Chapter 6 – Reorganising Banking

Over the centuries banking has earned a dark reputation for itself. There is much to tell about the greed of bankers but that is not the reals focus of this chapter. Instead we here concentrate mainly on inflation. The central bankers recommend that inflation should normally be around 2 % but they do not say why! It should not be allowed to be less, otherwise they see the economy as in recession. Nonsense! Only the banks and big business benefit from I look into the reasons for inflation, and discover that there are two kinds of inflation. Only one of these is significant. In the past there was a gold standard which guaranteed that inflation was rare and that fixed exchange rates between different currencies were normal. The problems began when in 1971 President Nixon abandoned the gold standard. This opened up the possibility that paper money could be printed without control.

The rest of the chapter looks into the consequences of this and into another aberrance, viz. a judgement made by Lord Cottenham in1848 that "Money, when paid into a bank, ceases altogether to be the money of the principal; it is then the money of the banker, who is bound to an equivalent by paying a similar sum to that deposited with him when he is asked for it. … The money placed in the custody of a banker is, to all intents and purposes, the money of the banker, to do with it as he pleases; he is guilty of no breach of trust in employing it; he is not answerable to the principal if he puts it into jeopardy, if he engages in a hazardous speculation; he is not bound to keep it or deal with it as the property of his principal". This opened up the possibility of the fraudulent system called fractional reserve banking, which is still the norm today. It is the cause of disastrous boom and bust business cycle, which has created chaos, for example in 1929 and in later booms. I explain a mechanism how we can reorganise banking and prevent inflation. And finally I make a proposal how digital money could be organised.

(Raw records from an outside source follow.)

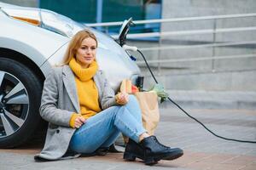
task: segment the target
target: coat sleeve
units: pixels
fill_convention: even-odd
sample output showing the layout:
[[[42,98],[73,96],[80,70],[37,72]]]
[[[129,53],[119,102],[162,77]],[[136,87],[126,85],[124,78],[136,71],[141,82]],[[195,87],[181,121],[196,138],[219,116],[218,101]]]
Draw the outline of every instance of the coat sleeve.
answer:
[[[59,126],[69,127],[72,111],[57,108],[58,103],[58,76],[54,70],[46,77],[44,84],[39,112],[43,119]]]
[[[106,78],[106,76],[103,71],[101,71],[101,81],[102,83],[102,99],[101,100],[101,105],[102,110],[108,109],[108,107],[111,107],[113,105],[117,105],[115,100],[115,95],[114,91],[110,87],[108,79]]]

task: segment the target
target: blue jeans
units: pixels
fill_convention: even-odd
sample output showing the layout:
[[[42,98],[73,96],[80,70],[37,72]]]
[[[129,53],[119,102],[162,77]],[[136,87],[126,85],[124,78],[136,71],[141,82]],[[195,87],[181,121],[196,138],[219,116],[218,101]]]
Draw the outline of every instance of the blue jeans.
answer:
[[[126,105],[109,107],[87,119],[75,131],[69,148],[78,153],[92,153],[100,147],[109,147],[120,132],[137,142],[146,132],[138,102],[133,95],[129,96]]]

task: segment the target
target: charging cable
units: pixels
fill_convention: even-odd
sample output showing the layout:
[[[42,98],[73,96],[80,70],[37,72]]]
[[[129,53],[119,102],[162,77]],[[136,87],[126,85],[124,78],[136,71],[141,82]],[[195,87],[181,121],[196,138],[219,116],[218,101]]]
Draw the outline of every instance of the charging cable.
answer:
[[[150,66],[148,64],[148,61],[146,60],[146,58],[144,57],[143,54],[137,48],[134,46],[127,46],[127,45],[123,45],[123,48],[125,50],[131,50],[131,51],[137,51],[143,58],[146,65],[152,76],[152,77],[154,78],[154,82],[156,83],[158,83],[158,81],[156,80],[155,76],[154,76],[154,73],[152,72]],[[195,120],[196,122],[198,122],[199,124],[201,124],[205,129],[207,129],[209,133],[211,133],[212,134],[213,134],[214,136],[225,139],[225,140],[231,140],[231,141],[235,141],[235,142],[242,142],[242,143],[252,143],[252,144],[256,144],[256,141],[250,141],[250,140],[240,140],[240,139],[230,139],[230,138],[225,138],[220,135],[216,134],[215,133],[213,133],[212,130],[210,130],[206,125],[204,125],[202,122],[201,122],[199,120],[197,120],[195,117],[190,116],[187,111],[185,111],[181,106],[179,106],[177,103],[175,103],[170,97],[167,98],[172,104],[174,104],[177,108],[179,108],[183,113],[185,113],[189,117],[190,117],[191,119]]]

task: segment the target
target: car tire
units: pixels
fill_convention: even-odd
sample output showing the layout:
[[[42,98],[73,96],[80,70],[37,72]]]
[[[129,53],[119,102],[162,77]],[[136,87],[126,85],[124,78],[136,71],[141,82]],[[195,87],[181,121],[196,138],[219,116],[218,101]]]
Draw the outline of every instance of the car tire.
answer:
[[[42,81],[25,65],[0,57],[0,147],[12,148],[32,137],[38,113]]]

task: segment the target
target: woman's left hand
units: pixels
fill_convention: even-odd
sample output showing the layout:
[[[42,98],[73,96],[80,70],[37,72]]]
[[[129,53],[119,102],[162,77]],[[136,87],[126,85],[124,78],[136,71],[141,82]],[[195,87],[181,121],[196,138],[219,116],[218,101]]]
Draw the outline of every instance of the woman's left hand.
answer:
[[[126,93],[119,93],[115,95],[115,100],[119,105],[125,105],[129,101],[129,95]]]

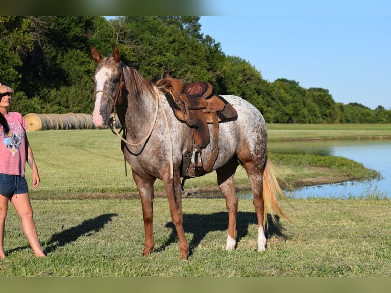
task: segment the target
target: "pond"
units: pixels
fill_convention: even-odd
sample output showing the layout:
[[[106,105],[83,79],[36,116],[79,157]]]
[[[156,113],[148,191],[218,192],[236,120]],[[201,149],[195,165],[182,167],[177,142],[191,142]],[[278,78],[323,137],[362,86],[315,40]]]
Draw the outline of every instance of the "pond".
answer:
[[[348,198],[391,195],[391,140],[383,139],[271,142],[271,152],[310,153],[339,156],[362,163],[366,168],[379,172],[378,180],[347,181],[333,184],[307,186],[294,191],[284,190],[295,198],[321,197]],[[252,195],[251,196],[252,197]]]

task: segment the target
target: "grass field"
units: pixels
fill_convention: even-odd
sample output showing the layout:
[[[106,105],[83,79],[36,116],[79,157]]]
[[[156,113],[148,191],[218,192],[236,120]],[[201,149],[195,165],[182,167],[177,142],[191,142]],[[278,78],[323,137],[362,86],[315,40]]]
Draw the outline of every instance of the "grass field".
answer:
[[[271,139],[280,136],[281,130],[273,130],[274,127],[270,131]],[[289,134],[300,131],[292,130]],[[323,131],[325,130],[316,133]],[[340,130],[332,131],[335,137]],[[110,130],[51,130],[30,132],[28,135],[42,181],[36,190],[31,190],[33,199],[137,196],[129,165],[128,175],[125,176],[120,140]],[[285,135],[286,137],[287,134]],[[379,175],[361,164],[341,157],[274,153],[269,157],[284,187],[363,180]],[[28,167],[26,172],[28,179],[31,178]],[[235,181],[238,189],[249,189],[247,175],[241,168],[238,168]],[[188,193],[211,192],[215,195],[216,174],[187,180],[184,187]],[[160,180],[156,181],[155,187],[157,196],[164,193]]]
[[[342,131],[359,131],[361,139],[387,137],[391,133],[388,125],[317,125],[308,126],[307,130],[301,125],[295,126],[287,132],[285,128],[291,125],[270,125],[270,139],[290,139],[287,136],[297,137],[313,130],[318,137],[330,139],[341,137]],[[302,139],[310,138],[308,133]],[[31,190],[32,204],[48,257],[34,257],[19,218],[10,208],[4,238],[7,257],[0,260],[0,276],[391,275],[391,202],[375,200],[371,194],[363,199],[280,200],[292,222],[281,221],[282,230],[270,226],[267,248],[262,253],[256,250],[256,216],[251,200],[239,201],[237,248],[226,252],[228,216],[224,199],[185,197],[184,228],[190,252],[188,261],[183,261],[179,259],[168,202],[158,181],[154,205],[155,248],[150,256],[142,257],[141,204],[129,166],[125,176],[118,138],[107,130],[47,131],[28,135],[42,179],[39,187]],[[354,135],[348,136],[353,139]],[[281,184],[291,186],[317,176],[334,181],[378,175],[343,158],[270,155]],[[27,170],[29,181],[31,173],[28,167]],[[239,169],[236,177],[243,188],[248,186],[245,173]],[[185,185],[196,195],[203,188],[213,190],[216,186],[213,174],[186,181]]]
[[[138,200],[35,200],[39,238],[36,258],[10,210],[0,276],[386,276],[391,272],[389,201],[282,201],[292,222],[270,227],[257,251],[252,201],[239,201],[236,249],[225,250],[223,199],[184,199],[188,261],[179,258],[168,203],[154,203],[155,249],[142,256],[144,230]]]

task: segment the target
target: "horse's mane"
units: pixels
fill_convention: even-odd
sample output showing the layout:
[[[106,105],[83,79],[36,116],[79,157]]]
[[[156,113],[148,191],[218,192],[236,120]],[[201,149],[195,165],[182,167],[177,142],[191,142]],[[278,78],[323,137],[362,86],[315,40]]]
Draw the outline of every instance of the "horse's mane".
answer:
[[[154,86],[151,81],[141,76],[136,68],[125,65],[123,66],[123,71],[128,74],[125,74],[124,76],[126,84],[129,85],[127,89],[131,95],[141,96],[145,91],[153,94]]]

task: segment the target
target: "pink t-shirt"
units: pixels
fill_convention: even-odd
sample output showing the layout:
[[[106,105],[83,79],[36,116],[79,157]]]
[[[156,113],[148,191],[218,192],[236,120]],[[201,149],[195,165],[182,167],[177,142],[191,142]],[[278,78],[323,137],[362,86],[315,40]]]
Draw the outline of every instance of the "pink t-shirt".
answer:
[[[17,112],[9,112],[5,116],[10,131],[5,133],[0,125],[0,173],[25,176],[26,146],[25,130],[27,125]]]

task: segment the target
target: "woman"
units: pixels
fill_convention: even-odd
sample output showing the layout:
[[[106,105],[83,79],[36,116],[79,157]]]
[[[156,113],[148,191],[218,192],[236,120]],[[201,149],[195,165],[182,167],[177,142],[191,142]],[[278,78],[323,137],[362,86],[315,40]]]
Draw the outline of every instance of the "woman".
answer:
[[[9,201],[20,217],[23,232],[35,256],[45,257],[33,218],[25,178],[25,162],[33,170],[34,188],[39,185],[39,174],[27,140],[23,117],[20,113],[8,111],[13,92],[12,88],[0,83],[0,259],[6,257],[3,242]]]

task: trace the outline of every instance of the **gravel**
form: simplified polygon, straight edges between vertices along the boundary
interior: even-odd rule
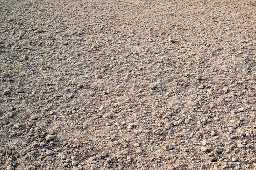
[[[254,170],[254,1],[0,1],[0,169]]]

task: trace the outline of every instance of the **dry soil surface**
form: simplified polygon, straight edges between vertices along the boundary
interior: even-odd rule
[[[0,0],[0,170],[256,169],[253,0]]]

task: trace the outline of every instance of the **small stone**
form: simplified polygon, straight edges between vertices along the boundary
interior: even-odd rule
[[[47,151],[46,152],[46,155],[51,155],[52,154],[53,154],[53,152],[52,152],[52,151]]]
[[[128,125],[130,126],[134,126],[134,124],[133,123],[129,123],[128,124]]]
[[[132,129],[132,126],[130,126],[130,125],[128,125],[128,126],[127,126],[127,128],[128,128],[128,129]]]
[[[173,125],[177,126],[180,124],[180,122],[179,121],[174,121],[173,122]]]
[[[62,160],[66,160],[66,156],[64,154],[63,154],[63,155],[62,155],[61,158],[62,158]]]
[[[126,157],[126,160],[130,160],[131,159],[131,157],[130,155],[128,155]]]
[[[199,87],[200,89],[203,89],[203,88],[204,88],[204,85],[199,85]]]
[[[251,134],[250,134],[250,132],[249,132],[248,131],[245,132],[245,136],[246,137],[250,137],[250,136],[251,136]]]
[[[229,91],[229,89],[227,87],[224,87],[223,88],[223,91],[225,93],[228,93]]]
[[[37,30],[34,31],[34,33],[41,33],[43,32],[40,30]]]
[[[236,162],[236,158],[235,158],[235,157],[232,158],[232,159],[231,159],[231,161],[232,161],[232,162]]]
[[[140,146],[140,144],[138,143],[137,143],[137,142],[135,143],[133,145],[134,145],[134,146],[135,147],[138,147]]]
[[[103,157],[107,157],[108,155],[106,151],[103,151],[102,153],[101,153],[101,156]]]
[[[201,151],[203,152],[206,152],[206,151],[207,151],[208,149],[206,147],[202,146],[201,147],[200,150]]]
[[[99,110],[101,111],[103,110],[103,106],[101,106],[100,107],[99,107]]]
[[[216,132],[215,132],[214,131],[212,131],[212,132],[211,132],[211,136],[216,136]]]
[[[205,145],[206,145],[206,143],[207,143],[206,141],[205,140],[203,140],[202,141],[202,145],[203,146],[205,146]]]
[[[6,167],[6,170],[14,170],[14,168],[11,165],[8,165]]]
[[[67,99],[71,99],[73,97],[73,96],[74,96],[74,94],[71,93],[69,93],[67,94],[66,97]]]
[[[54,136],[51,135],[48,135],[45,137],[46,140],[52,141],[54,139]]]
[[[185,119],[185,121],[184,121],[184,123],[185,124],[188,124],[190,123],[190,120],[189,119]]]
[[[246,110],[246,108],[244,107],[242,107],[237,109],[237,112],[244,112],[245,110]]]
[[[3,92],[3,94],[5,95],[9,95],[10,94],[11,94],[12,92],[12,91],[9,89],[5,90],[4,92]]]
[[[78,164],[77,161],[72,161],[72,165],[74,166],[76,166]]]
[[[237,146],[238,148],[243,148],[245,146],[241,143],[238,143]]]
[[[171,124],[170,123],[166,123],[165,125],[165,128],[167,130],[170,129]]]
[[[16,123],[14,124],[14,125],[13,125],[13,126],[14,126],[14,127],[17,129],[18,129],[20,126],[21,124],[20,124],[20,123]]]
[[[149,131],[149,130],[147,130],[147,129],[146,129],[146,130],[144,130],[144,133],[145,133],[145,134],[148,134],[148,133],[149,133],[149,132],[150,132],[150,131]]]

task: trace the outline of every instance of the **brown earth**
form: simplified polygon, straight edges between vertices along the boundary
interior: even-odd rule
[[[0,170],[256,169],[254,1],[0,0]]]

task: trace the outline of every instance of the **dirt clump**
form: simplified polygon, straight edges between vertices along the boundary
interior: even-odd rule
[[[0,1],[0,169],[255,170],[252,0]]]

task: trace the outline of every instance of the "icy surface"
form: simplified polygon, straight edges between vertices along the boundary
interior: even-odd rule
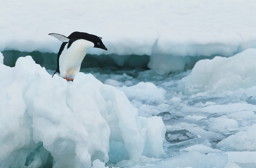
[[[0,167],[255,167],[256,51],[169,75],[85,68],[73,82],[30,56],[0,64]],[[241,77],[228,87],[227,72]],[[202,75],[211,87],[181,89]]]
[[[146,55],[151,69],[182,71],[195,56],[255,48],[255,8],[251,0],[9,0],[0,7],[0,51],[56,53],[61,43],[48,33],[79,31],[102,37],[108,49],[89,53],[123,55],[110,56],[119,65],[140,64],[131,55]]]
[[[123,92],[91,74],[68,82],[30,56],[0,66],[0,167],[132,166],[163,153],[162,119],[139,116]]]
[[[186,94],[251,88],[256,83],[256,50],[248,49],[229,58],[199,61],[177,89]]]

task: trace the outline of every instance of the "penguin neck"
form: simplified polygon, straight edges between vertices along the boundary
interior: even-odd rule
[[[68,48],[67,45],[65,44],[59,59],[60,74],[63,77],[66,76],[74,77],[79,72],[88,48],[93,47],[94,44],[85,40],[79,39],[73,42]]]

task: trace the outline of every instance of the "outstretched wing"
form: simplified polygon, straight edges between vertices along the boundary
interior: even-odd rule
[[[49,35],[54,37],[61,41],[68,42],[69,40],[69,39],[65,36],[57,33],[50,33]]]

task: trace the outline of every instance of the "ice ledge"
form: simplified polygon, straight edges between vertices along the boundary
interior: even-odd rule
[[[40,142],[56,167],[91,167],[94,160],[106,163],[122,149],[128,157],[116,161],[130,161],[121,165],[163,153],[162,119],[138,116],[123,92],[91,74],[79,73],[73,83],[52,77],[30,56],[13,68],[0,64],[0,71],[5,79],[0,84],[0,165],[33,151],[30,145]]]

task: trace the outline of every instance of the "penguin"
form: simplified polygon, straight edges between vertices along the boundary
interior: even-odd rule
[[[102,37],[95,35],[79,32],[73,32],[67,37],[56,33],[49,35],[63,42],[58,53],[57,69],[53,75],[57,74],[67,81],[73,81],[80,70],[81,64],[89,48],[108,51],[101,41]]]

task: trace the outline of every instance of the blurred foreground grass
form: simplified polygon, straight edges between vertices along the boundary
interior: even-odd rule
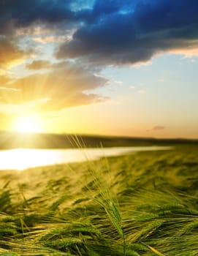
[[[197,149],[1,171],[0,255],[198,255]]]

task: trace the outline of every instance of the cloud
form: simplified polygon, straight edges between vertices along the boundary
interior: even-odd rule
[[[58,59],[102,64],[145,62],[164,52],[197,49],[197,0],[101,1],[77,13],[84,25],[62,44]]]
[[[137,91],[138,94],[144,94],[146,93],[146,91],[145,90],[139,90]]]
[[[0,34],[11,35],[16,29],[35,24],[50,26],[75,21],[74,0],[0,0]]]
[[[45,45],[50,42],[53,42],[53,43],[64,42],[66,39],[68,39],[68,37],[45,36],[42,37],[35,37],[35,38],[33,38],[32,40],[34,42],[40,42],[42,45]]]
[[[166,129],[166,127],[162,125],[156,125],[151,129],[151,131],[159,131],[164,129]]]
[[[6,69],[20,64],[27,56],[15,42],[0,36],[0,68]]]
[[[43,61],[34,61],[31,65],[34,69],[50,66]],[[52,64],[47,72],[5,83],[0,90],[0,99],[4,104],[29,104],[28,107],[34,110],[58,110],[107,100],[102,95],[88,92],[104,86],[107,82],[80,65],[62,62],[56,66]]]
[[[49,61],[34,61],[31,64],[26,65],[26,68],[28,69],[47,69],[51,67],[51,63]]]

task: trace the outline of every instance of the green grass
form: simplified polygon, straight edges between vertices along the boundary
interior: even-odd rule
[[[197,255],[197,149],[1,171],[0,255]]]

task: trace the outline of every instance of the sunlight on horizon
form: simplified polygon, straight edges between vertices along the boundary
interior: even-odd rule
[[[20,116],[13,125],[13,129],[20,132],[42,132],[42,121],[36,115]]]

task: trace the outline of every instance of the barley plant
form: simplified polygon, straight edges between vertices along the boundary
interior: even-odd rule
[[[0,173],[0,255],[198,255],[197,147]]]

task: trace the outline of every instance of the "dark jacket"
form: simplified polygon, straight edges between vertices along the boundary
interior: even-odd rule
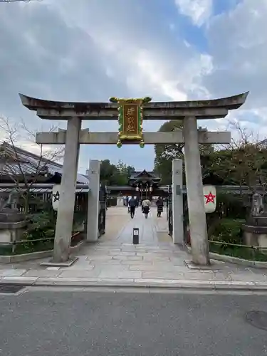
[[[156,205],[157,206],[158,211],[163,211],[163,205],[164,205],[163,199],[157,199],[156,201]]]
[[[133,206],[136,206],[136,199],[135,199],[134,198],[131,198],[129,200],[129,206],[130,206],[131,208],[132,208]]]

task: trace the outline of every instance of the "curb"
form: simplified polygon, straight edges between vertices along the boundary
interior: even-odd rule
[[[55,281],[56,279],[56,281]],[[23,284],[28,287],[76,287],[76,288],[136,288],[136,289],[169,289],[169,290],[209,290],[227,291],[263,291],[267,292],[267,283],[244,282],[244,281],[173,281],[168,282],[145,281],[122,282],[122,281],[92,281],[81,278],[37,278],[34,281],[28,278],[12,278],[6,277],[1,279],[1,283]]]

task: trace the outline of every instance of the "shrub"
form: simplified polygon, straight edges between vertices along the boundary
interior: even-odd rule
[[[209,240],[219,240],[230,244],[242,243],[242,224],[245,220],[230,218],[224,218],[217,220],[212,229],[212,234],[209,236]]]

Chapter 7 – Putting it all together

This final chapter begins by discussing the issue: Where has all the money gone? It considers why the rich are becoming richer and the poor are becoming poorer. It explains for example why investors gained when women began to work, why rich Germans – with the help of politicians - gain enormously from the tax laws, how they gain from off-shore legal firms, and how the U.S Tax authorities have a special division which goes easy on the ultra-wealthy. It quotes some of the findings of Oxfam, a charity which regularly publishes information about how the richer are each year are becoming ever richer.

It then poses the question: where do we go from here? Its starting point is that the situation which has just been described is nothing less than scandalous. It adopts the viewpoint that simply taxing the superrich is not a solution but that the only way to create a fair and equitable world can only be achieved by a very radical redistribution of wealth. It then proposes a scheme which the rich would certainly consider to be grossly unfair, but on the other hand the poor would also consider unfair!

A key element in the proposal is that the banks should be abolished. They would be replaced by a single non-profit publicly owned "central bank" (in each country) which controls the currency in such a way that inflation cannot occur, viz. by ensuring that the amount of the currency is fixed. (That is how currency was formerly held under control by fixing its value to gold, because in practice the amount of gold scarcely increases.)

Appendix 1: Digital Money

As a computer scientist I considered the question of how a currency can be safely stored on computers. I do not mean how it can be represented on computers. Banks, accountants, etc. provide representations of money every day. I mean how money can actually be stored on computers. To understand what this means, you should read this Appendix. Storing money on conventional computers is not possible – also not on Monads computers. But it is possible on Speedos, as is explained in the appendix.